Introduction to Spark with Python

Get a handle on using Python with Spark with this hands-on data processing tutorial.

By Srini Kadamati, Data Scientist at

After lots of ground-breaking work led by the UC Berkeley AMP Lab, Spark was developed to utilize distributed, in-memory data structures to improve data processing speeds over Hadoop for most workloads. In this post, we're going to cover the architecture of Spark and basic transformations and actions using a real dataset. If you want to write and run your own Spark code, check out the interactive version of this post on Dataquest.

Resilient Distributed Datasets (RDD's)

The core data structure in Spark is an RDD, or a resilient distributed dataset. As the name suggests, an RDD is Spark's representation of a dataset that is distributed across the RAM, or memory, of lots of machines. An RDD object is essentially a collection of elements that you can use to hold lists of tuples, dictionaries, lists, etc. Similar to DataFrames in Pandas, you load a dataset into an RDD and then can run any of the methods accesible to that object.

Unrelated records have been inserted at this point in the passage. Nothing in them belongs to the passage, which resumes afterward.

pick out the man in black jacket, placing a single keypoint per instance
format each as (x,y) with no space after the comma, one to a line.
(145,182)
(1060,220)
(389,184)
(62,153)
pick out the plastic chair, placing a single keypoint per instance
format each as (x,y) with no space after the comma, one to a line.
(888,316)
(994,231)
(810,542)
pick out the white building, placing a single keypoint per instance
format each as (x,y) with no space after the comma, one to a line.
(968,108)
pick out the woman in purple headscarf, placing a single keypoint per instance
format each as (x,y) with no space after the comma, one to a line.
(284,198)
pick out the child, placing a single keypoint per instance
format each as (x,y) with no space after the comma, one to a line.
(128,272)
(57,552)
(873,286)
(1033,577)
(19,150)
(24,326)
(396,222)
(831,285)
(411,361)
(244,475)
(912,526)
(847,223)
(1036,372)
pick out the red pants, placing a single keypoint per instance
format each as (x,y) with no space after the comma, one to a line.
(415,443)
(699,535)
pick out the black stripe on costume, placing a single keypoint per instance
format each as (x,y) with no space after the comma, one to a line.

While Spark is writen in Scala, a language that compiles down to bytecode for the JVM, the open source community has developed a wonderful toolkit called PySpark that allows you to interface with RDD's in Python. Thanks to a library called Py4J, Python can interface with JVM objects, in our case RDD's, and this library one of the tools that makes PySpark work.

To start off, we'll load the dataset containing all of the Daily Show guests into an RDD. We are using the TSV version of FiveThirtyEight's dataset. TSV files are separated, or delimited, by a tab character "\t" instead of a comma "," like in a CSV file.

raw_data = sc.textFile("daily_show.tsv")
 '1999\tactor\t1/11/99\tActing\tMichael J. Fox',
 '1999\tComedian\t1/12/99\tComedy\tSandra Bernhard',
 '1999\ttelevision actress\t1/13/99\tActing
  \tTracey Ullman',
 '1999\tfilm actress\t1/14/99\tActing\tGillian Anderson']


SparkContext is the object that manages the connection to the clusters in Spark and coordinates running processes on the clusters themselves. SparkContext connects to cluster managers, which manage the actual executors that run the specific computations. Here's a diagram from the Spark documentation to better visualize the architecture:

The SparkContext object is usually referenced as the variable sc. We then run:

raw_data = sc.textFile("daily_show.tsv")

to read the TSV dataset into an RDD object raw_data. The RDD object raw_data closely resembles a List of String objects, one object for each line in the dataset. We then use the take() method to print the first 5 elements of the RDD:


To explore the other methods an RDD object has access to, check out the PySpark documentation. take(n) will return the first n elements of the RDD.

Lazy Evaluation

One question you may have is if an RDD resembles a Python List, why not just use bracket notation to access elements in the RDD? Because RDD objects are distributed across lots of partitions, we can't rely on the standard implementation of a List and the RDD object was developed to specifically handle the distributed nature of the data. One advantage of the RDD abstraction is the ability to run Spark locally on your own computer. When running locally on your own computer, Spark simulates distributing your calculations over lots of machines by slicing your computer's memory into partitions, with no tweaking or changes to the code you wrote.

Another advantage of Spark's RDD implementation is the ability to lazily evaluate code, postponing running a calculation until absolutely necessary. In the code above, Spark didn't wait to load the TSV file into an RDD until raw_data.take(5) was run. When raw_data = sc.textFile("dail_show.tsv") was called, a pointer to the file was created, but only when raw_data.take(5) needed the file to run its logic was the text file actually read into raw_data. We will see more examples of this lazy evaluation in this lesson and in future lessons.